Sucrose accounts for much of this (a molecule of fructose bound to a molecule of glucose, producing table sugar). But what’s clear now is that much of the increase stemmed from the introduction of high-fructose corn syrup into the American diet. This is a cheaper sweetener that usually contains slightly more fructose than glucose, and it does not behave the same way.
Glucose goes from the bloodstream into fat and muscle tissues, with help from insulin. Fructose, on the other hand, mostly goes to the liver, where it stimulates the production of the storage form of excess calories in fat cells, triglycerides. Some of these are packaged into lipoproteins with cholesterol and secreted back into the bloodstream. Fructose, then, is a particularly bad actor in the development of metabolic syndrome and type 2 diabetes.
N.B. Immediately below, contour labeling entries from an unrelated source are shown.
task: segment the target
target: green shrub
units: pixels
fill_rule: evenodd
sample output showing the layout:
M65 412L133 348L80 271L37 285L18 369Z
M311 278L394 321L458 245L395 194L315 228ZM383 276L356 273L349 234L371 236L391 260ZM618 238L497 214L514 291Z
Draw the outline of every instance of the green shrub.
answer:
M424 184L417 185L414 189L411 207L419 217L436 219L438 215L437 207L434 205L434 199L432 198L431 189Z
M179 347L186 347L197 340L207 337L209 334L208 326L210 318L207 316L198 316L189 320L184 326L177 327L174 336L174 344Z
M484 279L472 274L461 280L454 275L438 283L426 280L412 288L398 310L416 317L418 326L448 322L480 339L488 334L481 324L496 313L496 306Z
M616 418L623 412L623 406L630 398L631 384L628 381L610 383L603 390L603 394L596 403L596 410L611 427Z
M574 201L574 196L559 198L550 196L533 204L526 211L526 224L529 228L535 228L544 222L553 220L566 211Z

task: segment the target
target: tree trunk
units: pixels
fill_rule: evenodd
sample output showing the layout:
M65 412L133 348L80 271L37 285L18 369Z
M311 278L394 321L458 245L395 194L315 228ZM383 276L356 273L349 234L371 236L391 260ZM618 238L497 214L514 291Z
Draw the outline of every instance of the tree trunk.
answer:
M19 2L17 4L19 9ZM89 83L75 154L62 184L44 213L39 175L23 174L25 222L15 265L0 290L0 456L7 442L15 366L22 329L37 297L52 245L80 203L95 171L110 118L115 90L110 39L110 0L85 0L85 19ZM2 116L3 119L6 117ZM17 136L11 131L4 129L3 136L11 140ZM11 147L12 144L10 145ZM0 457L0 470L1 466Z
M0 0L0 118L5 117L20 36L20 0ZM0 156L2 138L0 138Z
From Biomarker to Medication?
The study authors write, “Our findings here identify FGF21 as a measurable circulating biomarker to assess an individual’s acute hormonal response to fructose ingestion which may constitute a ‘fructose tolerance test.’ Future studies are needed to further elucidate whether this FGF21 response might contribute to or characterize risk for the development of fructose-associated physiology or metabolic disease.” [Emphasis added.]
The ideas here suggest spinning off research in several worthy directions. First, just as we now have glucose tolerance tests for determining risk of diabetes, a “fructose tolerance test” could employ FGF21 level monitoring to look for a related but subspecified set of disease risks. Next, we are unsure whether FGF21 response contributes to or merely characterizes such risk, and we should find out. But the characterization itself is important: it is useful as a biomarker in any case.
We know that people respond quite differently to fructose intake: meaning both “differently to fructose intake versus glucose intake,” and “differently to other individuals who intake fructose.” And so a third area worth exploring is the idea that it may be possible to test a person for weight gain-related illness susceptibility using the fructose sensitivity biomarker.
And finally, it may one day be possible to develop medications that regulate the hormone FGF21. This depends on many factors but notably for now, it depends on the ability of future research to illuminate this hormone’s exact causal role in weight gain-related illnesses.